Man Quits Job to Teach at NYC High School, Regrets It
The New York Post tells the story of Ed Boland, who left a comfortable life and career behind to teach in New York City only to find out he couldn’t handle it.
My year of terror and abuse teaching at a NYC high school
In 2008, Ed Boland, a well-off New Yorker who had spent 20 years as an executive at a nonprofit, had a midlife epiphany: He should leave his white-glove world, the galas at the Waldorf and drinks at the Yale Club, and go work with the city’s neediest children.
“The Battle for Room 314: My Year of Hope and Despair in a New York City High School” (Grand Central Publishing) is Boland’s memoir of his brief, harrowing tenure as a public-schoolteacher, and it’s riveting.
There’s nothing dry or academic here. It’s tragedy and farce, an economic and societal indictment of a system that seems broken beyond repair.
The book is certain to be controversial. There’s something dilettante-ish, if not cynical, about a well-off, middle-aged white man stepping ever so briefly into this maelstrom of poverty, abuse, homelessness and violence and emerging with a book deal.
What Boland has to share, however, makes his motives irrelevant.
Names and identifying details have been changed, but the school Boland calls Union Street is, according to clues and public records, the Henry Street School of International Studies on the Lower East Side.
Boland opens the book with a typical morning in freshman history class.
A teenage girl named Chantay sits on top of her desk, thong peeking out of her pants, leading a ringside gossip session. Work sheets have been distributed and ignored.
“Chantay, sit in your seat and get to work — now!” Boland says.
A calculator goes flying across the room, smashing into the blackboard. Two boys begin physically fighting over a computer. Two girls share an iPod, singing along. Another girl is immersed in a book called “Thug Life 2.”
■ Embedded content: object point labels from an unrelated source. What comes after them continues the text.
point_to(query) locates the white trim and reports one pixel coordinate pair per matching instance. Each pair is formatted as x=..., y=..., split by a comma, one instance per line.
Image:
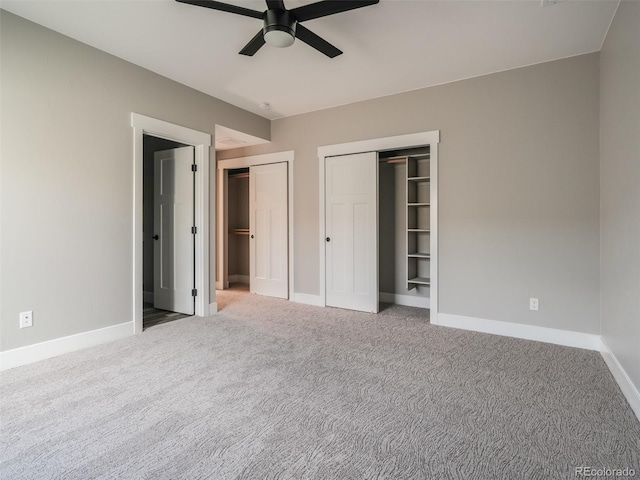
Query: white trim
x=243, y=162
x=308, y=299
x=420, y=139
x=202, y=142
x=377, y=145
x=239, y=279
x=406, y=300
x=629, y=390
x=555, y=336
x=59, y=346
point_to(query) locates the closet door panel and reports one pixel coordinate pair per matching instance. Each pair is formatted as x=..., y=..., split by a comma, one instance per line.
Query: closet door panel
x=351, y=226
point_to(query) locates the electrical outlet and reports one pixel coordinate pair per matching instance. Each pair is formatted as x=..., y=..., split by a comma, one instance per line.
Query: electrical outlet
x=26, y=319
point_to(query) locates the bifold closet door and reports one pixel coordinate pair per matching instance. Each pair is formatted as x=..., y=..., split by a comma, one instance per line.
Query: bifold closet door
x=173, y=246
x=351, y=244
x=268, y=229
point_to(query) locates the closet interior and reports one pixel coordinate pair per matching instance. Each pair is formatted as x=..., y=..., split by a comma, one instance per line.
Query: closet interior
x=404, y=201
x=238, y=220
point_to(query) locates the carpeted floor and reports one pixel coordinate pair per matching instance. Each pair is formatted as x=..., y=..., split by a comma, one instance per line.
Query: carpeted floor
x=152, y=316
x=273, y=389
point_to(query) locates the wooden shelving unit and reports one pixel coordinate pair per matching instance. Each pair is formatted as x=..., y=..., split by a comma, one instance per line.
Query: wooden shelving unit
x=418, y=220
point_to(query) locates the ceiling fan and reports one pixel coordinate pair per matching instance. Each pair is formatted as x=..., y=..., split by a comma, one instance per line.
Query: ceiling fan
x=281, y=26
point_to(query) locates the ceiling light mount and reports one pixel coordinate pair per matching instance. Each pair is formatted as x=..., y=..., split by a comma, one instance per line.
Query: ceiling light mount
x=282, y=26
x=279, y=28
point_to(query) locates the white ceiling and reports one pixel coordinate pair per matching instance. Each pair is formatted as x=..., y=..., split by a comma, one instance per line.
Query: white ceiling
x=395, y=46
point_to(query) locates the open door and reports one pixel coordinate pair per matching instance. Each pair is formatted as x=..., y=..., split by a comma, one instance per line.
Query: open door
x=173, y=252
x=351, y=216
x=268, y=229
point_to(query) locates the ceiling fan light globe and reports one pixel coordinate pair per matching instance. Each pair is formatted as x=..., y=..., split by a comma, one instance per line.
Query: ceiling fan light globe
x=279, y=38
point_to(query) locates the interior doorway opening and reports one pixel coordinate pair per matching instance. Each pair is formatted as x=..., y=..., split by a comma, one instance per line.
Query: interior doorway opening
x=164, y=236
x=200, y=143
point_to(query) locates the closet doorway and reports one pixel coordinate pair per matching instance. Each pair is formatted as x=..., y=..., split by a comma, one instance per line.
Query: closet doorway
x=378, y=223
x=255, y=234
x=168, y=237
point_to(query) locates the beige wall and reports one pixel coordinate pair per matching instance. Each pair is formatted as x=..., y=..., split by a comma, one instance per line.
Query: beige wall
x=620, y=188
x=67, y=176
x=519, y=201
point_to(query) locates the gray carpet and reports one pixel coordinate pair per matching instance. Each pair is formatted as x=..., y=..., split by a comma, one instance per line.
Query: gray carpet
x=272, y=389
x=152, y=316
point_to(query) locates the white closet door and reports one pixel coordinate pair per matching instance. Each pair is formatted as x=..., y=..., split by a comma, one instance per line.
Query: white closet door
x=268, y=204
x=351, y=228
x=173, y=241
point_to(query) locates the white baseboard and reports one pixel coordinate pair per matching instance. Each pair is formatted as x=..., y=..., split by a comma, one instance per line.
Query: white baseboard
x=307, y=299
x=238, y=278
x=624, y=382
x=59, y=346
x=406, y=300
x=567, y=338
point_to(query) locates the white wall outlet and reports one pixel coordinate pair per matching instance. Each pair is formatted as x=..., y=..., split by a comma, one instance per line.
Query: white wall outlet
x=26, y=319
x=533, y=304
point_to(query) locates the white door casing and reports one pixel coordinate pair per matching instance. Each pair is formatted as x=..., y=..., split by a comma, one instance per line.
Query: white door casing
x=351, y=228
x=268, y=227
x=173, y=219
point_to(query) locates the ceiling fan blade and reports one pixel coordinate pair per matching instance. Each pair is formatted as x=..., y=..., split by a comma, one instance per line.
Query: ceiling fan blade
x=254, y=45
x=275, y=4
x=328, y=7
x=225, y=7
x=313, y=40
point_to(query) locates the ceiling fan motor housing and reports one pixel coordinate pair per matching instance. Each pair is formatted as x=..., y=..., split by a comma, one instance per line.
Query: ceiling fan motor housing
x=279, y=27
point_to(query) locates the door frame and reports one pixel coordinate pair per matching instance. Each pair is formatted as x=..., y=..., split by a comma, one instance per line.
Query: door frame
x=222, y=214
x=411, y=140
x=143, y=125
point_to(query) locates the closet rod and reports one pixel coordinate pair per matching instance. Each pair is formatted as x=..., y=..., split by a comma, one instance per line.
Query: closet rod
x=396, y=159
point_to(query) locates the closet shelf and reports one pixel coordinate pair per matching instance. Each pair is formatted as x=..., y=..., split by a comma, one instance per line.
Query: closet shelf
x=239, y=175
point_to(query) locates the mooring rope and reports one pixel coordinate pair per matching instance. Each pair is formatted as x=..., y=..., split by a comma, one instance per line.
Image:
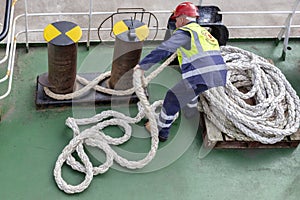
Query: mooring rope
x=274, y=115
x=95, y=137
x=88, y=85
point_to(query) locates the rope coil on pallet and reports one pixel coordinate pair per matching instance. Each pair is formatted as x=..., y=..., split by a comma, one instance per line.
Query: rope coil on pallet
x=275, y=113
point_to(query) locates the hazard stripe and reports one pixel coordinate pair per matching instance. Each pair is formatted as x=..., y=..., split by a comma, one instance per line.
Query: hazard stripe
x=120, y=27
x=74, y=34
x=51, y=32
x=142, y=32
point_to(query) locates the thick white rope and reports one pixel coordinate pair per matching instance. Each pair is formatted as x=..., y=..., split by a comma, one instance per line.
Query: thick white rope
x=223, y=106
x=88, y=85
x=275, y=114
My year of terror and abuse teaching at a NYC high school (The New York Post)
Comments
I gave him credit or trying.
Then I read his solutions; MORE money, always more money
and better teachers?
Perhaps the only real answer is to take the kids away at an early age and let them live safely, with good food as they get an education NOT in foster homes where many of the foster parents only do it for money
but in group homes run by carefully selected people.
This will never happen of course so there are generations of lost people.
“Boland ends his book with familiar suggestions for ¬reform: Invest more money, recruit better teachers, retool the unions, end poverty. But there’s no public policy for fixing a broken kid from a broken home.”
Perhaps what is needed is a willingness to deal brutally with the brutal subculture that these kids come from.